Такими «третьими силами», а фактически — заказчиками войны, могут быть отдельные страны или блоки государств, влиятельные международные структуры, транснациональные компании, отдельные политические силы внутри государства, международные экстремистские организации — все те, кто заинтересован в такой войне, кому она политически и экономически выгодна.

Подобного рода «заказчик» не прибегает к прямому применению силы: он пытается обеспечить свои интересы, действуя «из-за занавеса», провоцируя конфликтующие стороны на активные враждебные действия, подпитывая ту или иную сторону деньгами, оружием, советниками, информацией. Истинные же роль, место, интересы и цели «заказчика» выводятся из сферы общественного внимания, скрываются за «информационным прессингом» в форме политических кампаний против нарушения прав человека, обвинения в тирании, производстве оружия массового поражения или отсутствии демократии.
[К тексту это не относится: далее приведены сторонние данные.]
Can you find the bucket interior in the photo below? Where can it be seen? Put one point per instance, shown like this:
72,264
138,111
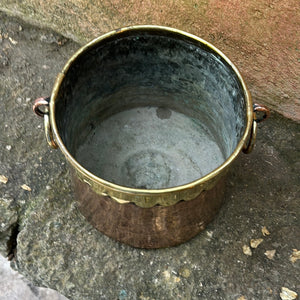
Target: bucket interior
150,109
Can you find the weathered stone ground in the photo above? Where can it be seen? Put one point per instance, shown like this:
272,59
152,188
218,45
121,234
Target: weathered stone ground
52,245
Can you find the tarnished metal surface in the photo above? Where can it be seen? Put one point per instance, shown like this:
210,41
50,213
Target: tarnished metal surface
154,227
200,80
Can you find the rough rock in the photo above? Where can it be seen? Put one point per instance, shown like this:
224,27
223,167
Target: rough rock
55,246
260,37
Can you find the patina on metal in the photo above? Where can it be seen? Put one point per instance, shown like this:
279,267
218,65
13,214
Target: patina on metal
149,117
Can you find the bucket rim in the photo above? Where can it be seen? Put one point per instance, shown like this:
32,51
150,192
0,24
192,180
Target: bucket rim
149,197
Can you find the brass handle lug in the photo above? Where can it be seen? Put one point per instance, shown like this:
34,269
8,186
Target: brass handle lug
248,147
41,108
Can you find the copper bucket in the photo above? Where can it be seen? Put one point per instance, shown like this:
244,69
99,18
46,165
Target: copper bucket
150,119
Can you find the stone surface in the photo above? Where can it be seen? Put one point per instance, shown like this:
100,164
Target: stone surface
260,37
13,286
57,248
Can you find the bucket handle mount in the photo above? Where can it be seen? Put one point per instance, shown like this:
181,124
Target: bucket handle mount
264,113
41,108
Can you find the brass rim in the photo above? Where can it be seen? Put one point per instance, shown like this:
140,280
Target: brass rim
143,197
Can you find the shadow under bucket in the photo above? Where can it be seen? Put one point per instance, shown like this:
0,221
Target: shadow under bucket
150,119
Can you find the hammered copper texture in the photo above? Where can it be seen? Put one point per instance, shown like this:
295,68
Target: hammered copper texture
156,227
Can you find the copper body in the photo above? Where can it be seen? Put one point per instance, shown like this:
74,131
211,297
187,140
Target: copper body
155,227
140,114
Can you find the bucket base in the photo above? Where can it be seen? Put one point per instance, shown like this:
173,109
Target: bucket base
155,227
Большинство правовых актов, принимаемых Конгрессом США, например, такой, как американский закон «О поддержке свободы Украины»5, не только пропитаны антироссийским духом, но и официально призывают задействовать неправительственные политические организации Российской Федерации для воплощения американских установок на дезорганизацию национального развития России.

В данной связи на передний план выходит информационное противоборство. С его помощью появилась возможность разрушения основ государственности, решения военно-политических задач по смене правящего в стране режима. Фальсификация, подмена информации или ее искажение — вот наиболее действенные способы ведения информационного противоборства. Массовое воздействие на сознание через глобальную сеть «Интернет» способствовало распространению «цветного» революционного движения в ряде государств Северной Африки и смене политических режимов в некоторых из них.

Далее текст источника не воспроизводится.